Despite recent advances, treatment of multiple myeloma (MM) still faces two main obstacles: drug resistance and the protective environment of the bone marrow that shelters malignant plasma cells. In a new study, a multidisciplinary research team at Technion, led by Prof. Yuval Shaked of the Rappaport Faculty of Medicine, and Prof. Avi Schroeder of the Wolfson Faculty of Chemical Engineering, have engineered a novel liposomal formulation (ATBL: AMD3100-targeted Bortezomib Liposomes) that improves delivery of bortezomib to the bone marrow, overcoming resistance in preclinical models and showing promising safety and specificity.
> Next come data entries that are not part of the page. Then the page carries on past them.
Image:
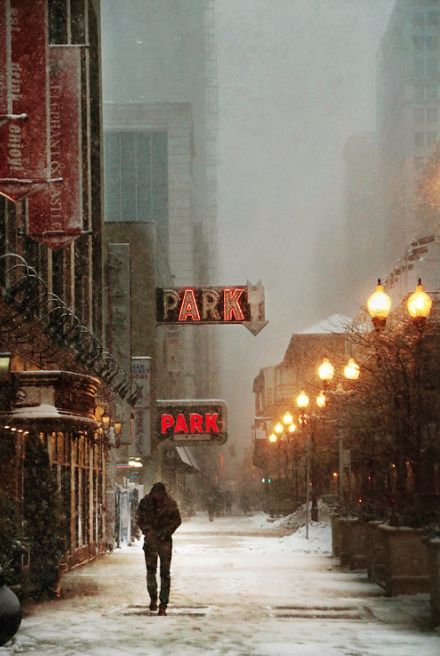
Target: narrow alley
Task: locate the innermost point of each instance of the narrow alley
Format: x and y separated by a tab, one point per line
240	586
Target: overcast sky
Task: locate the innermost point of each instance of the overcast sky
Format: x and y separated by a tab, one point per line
296	78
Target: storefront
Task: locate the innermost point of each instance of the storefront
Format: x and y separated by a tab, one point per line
58	408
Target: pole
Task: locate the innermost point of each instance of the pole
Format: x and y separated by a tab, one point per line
308	485
340	462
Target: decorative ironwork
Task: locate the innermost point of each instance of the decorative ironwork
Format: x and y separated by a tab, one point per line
27	294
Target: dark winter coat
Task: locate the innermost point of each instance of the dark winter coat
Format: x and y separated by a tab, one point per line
158	518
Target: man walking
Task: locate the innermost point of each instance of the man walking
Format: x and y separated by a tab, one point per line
158	517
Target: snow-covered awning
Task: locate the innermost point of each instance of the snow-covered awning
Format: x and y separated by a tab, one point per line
187	457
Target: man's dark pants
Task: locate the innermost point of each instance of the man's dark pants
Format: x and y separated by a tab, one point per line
154	548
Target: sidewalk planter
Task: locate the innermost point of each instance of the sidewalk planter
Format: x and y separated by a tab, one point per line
345	539
336	535
433	548
375	551
405	561
358	546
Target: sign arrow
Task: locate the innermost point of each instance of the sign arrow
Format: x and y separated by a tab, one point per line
256	304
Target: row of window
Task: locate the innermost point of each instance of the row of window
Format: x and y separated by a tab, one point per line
136	176
422	139
426	67
426	91
423	19
425	43
426	114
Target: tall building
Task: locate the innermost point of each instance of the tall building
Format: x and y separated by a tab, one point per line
363	221
56	368
408	105
160	104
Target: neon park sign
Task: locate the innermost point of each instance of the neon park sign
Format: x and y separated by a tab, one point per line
235	304
192	421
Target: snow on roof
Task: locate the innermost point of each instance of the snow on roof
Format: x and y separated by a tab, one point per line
334	323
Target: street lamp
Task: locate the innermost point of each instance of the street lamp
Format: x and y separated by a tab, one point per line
351	372
321	400
326	371
419	305
379	306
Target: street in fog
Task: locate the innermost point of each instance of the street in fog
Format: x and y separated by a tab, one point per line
241	586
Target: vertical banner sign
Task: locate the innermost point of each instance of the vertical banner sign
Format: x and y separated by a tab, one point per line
3	65
55	214
120	325
23	97
141	378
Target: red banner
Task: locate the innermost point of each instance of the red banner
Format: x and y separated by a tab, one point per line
3	64
55	214
23	97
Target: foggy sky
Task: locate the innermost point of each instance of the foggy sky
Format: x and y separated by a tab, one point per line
296	78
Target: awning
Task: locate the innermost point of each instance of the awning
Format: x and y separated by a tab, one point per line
187	457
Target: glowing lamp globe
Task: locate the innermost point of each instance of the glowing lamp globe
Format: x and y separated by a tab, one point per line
278	428
379	306
351	370
419	304
321	400
326	370
287	419
302	400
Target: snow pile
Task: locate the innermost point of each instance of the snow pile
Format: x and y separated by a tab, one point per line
319	541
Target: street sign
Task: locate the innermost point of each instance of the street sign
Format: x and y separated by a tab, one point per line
234	304
192	422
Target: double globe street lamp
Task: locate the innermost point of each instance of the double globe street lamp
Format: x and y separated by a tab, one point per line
419	305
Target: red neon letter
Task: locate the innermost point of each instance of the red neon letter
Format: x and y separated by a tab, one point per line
166	421
195	423
232	306
181	425
211	423
189	307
Smarter drug delivery with bone marrow targeting
The research team, led by the Doctoral student Rotem Menachem, designed tiny particles called liposomes that can carry the cancer drug bortezomib. To ensure these particles reach multiple myeloma cells, they added a special “address label” that recognizes a marker called CXCR4, which is often present in high amounts on these cancer cells. This way, the treatment is guided directly to the bone marrow, where myeloma cells hide and grow.
Beating resistant cancer cells
One of the main challenges in multiple myeloma treatment is that the disease often becomes resistant to existing drugs, including bortezomib. In laboratory experiments and in mouse models, the new liposomes proved far more effective than regular bortezomib at killing myeloma cells — even those that no longer responded to the standard drug. The treatment slowed tumor growth significantly, showing that it can outsmart cancer cells that have become harder to treat.
Effective and safe
Beyond fighting the cancer, safety is crucial. The targeted liposomes built up mainly in the bone marrow rather than spreading throughout the body, reducing the risk of harmful side effects. Tests also showed that, unlike regular bortezomib, the new treatment did not trigger unwanted immune reactions that could actually help tumors grow. This means the therapy not only works better, but also appears safer and gentler on the rest of the body.
The Research has been published in ACS Nano.